This morning I came across a tweet from Blake Hounshell, the managing editor of Foreign Policy Magazine, that read, in its entirety: "Oy." This "oy" was followed by a link to today's column by Maureen Dowd, in which she claims that "neocon" puppet masters are manipulating Mitt Romney and Paul Ryan into saying things they don't believe in defense of, among other things, Benjamin Netanyahu:
Ryan bemoaned "the slaughter of brave dissidents in Syria. Mobs storming American embassies and consulates. Iran four years closer to gaining a nuclear weapon. Israel, our best ally in the region, treated with indifference bordering on contempt by the Obama administration." American foreign policy, he said, "needs moral clarity and firmness of purpose."
Ryan was moving his mouth, but the voice was the neocon puppet master Dan Senor. The hawkish Romney adviser has been secunded to manage the running mate and graft a Manichaean worldview onto the foreign affairs neophyte."
"Oy" is right. Maureen may not know this, but she is peddling an old stereotype, that gentile leaders are dolts unable to resist the machinations and manipulations of clever and snake-like Jews. (Later, Hounshell wrote, "(A)mazing that apparently nobody sat her down and said, this is not OK.")

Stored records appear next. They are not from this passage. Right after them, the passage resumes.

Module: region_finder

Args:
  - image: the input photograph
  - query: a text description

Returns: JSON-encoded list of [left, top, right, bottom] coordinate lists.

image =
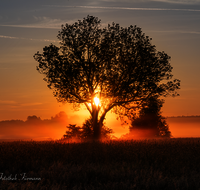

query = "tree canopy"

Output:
[[34, 15, 180, 138]]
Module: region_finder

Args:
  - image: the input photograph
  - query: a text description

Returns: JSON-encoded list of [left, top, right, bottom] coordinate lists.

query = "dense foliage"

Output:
[[34, 15, 180, 139], [129, 97, 172, 138], [0, 139, 200, 190]]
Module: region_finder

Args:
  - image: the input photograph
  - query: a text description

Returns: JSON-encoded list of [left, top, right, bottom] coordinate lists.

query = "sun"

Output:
[[94, 97, 100, 106]]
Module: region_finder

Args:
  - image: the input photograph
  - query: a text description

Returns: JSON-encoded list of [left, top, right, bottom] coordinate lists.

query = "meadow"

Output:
[[0, 138, 200, 190]]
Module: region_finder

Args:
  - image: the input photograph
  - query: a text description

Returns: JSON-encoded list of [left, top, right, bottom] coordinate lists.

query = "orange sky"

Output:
[[0, 0, 200, 140]]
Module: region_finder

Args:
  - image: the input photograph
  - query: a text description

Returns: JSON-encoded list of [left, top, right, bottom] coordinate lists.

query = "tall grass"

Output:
[[0, 139, 200, 190]]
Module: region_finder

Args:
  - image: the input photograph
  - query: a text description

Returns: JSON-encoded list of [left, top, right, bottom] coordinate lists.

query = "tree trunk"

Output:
[[92, 106, 101, 140]]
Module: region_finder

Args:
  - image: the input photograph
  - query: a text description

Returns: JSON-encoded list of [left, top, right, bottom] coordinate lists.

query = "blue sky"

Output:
[[0, 0, 200, 121]]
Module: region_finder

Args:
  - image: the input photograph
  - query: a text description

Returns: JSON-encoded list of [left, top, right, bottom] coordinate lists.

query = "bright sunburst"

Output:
[[94, 97, 100, 106]]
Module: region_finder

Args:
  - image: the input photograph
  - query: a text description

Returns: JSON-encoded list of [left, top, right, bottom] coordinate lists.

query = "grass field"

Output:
[[0, 138, 200, 190]]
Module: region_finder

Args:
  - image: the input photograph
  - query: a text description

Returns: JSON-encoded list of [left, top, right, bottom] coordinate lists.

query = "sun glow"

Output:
[[94, 97, 100, 106]]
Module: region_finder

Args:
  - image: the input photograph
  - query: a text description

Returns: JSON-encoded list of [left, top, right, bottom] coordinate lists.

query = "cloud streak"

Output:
[[48, 5, 200, 12], [0, 34, 58, 42]]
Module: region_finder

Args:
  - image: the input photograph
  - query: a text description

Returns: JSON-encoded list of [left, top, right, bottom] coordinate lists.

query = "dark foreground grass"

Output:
[[0, 139, 200, 190]]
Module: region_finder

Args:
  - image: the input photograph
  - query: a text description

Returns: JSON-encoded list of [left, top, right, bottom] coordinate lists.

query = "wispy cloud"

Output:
[[153, 0, 200, 4], [149, 30, 200, 35], [48, 5, 200, 12], [0, 16, 65, 29], [0, 34, 58, 42]]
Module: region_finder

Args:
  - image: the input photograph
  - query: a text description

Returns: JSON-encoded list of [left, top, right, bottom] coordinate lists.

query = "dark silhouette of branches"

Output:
[[34, 15, 180, 139], [129, 97, 171, 138]]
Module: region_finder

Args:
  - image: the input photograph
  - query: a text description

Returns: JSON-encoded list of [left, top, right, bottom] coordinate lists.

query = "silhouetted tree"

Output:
[[34, 15, 180, 139], [129, 97, 171, 138]]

This sinister stereotype became a major theme in the discussion of the Iraq war, when critics charged that Paul Wolfowitz and Douglas Feith, among other Jewish neoconservatives, were actually in charge of Bush Administration foreign policy. This charge relegated George W. Bush, Dick Cheney, Donald Rumsfeld, Condoleeza Rice, Colin Powell, Stephen Hadley and the other Christians who actually set policy to the status of puppets.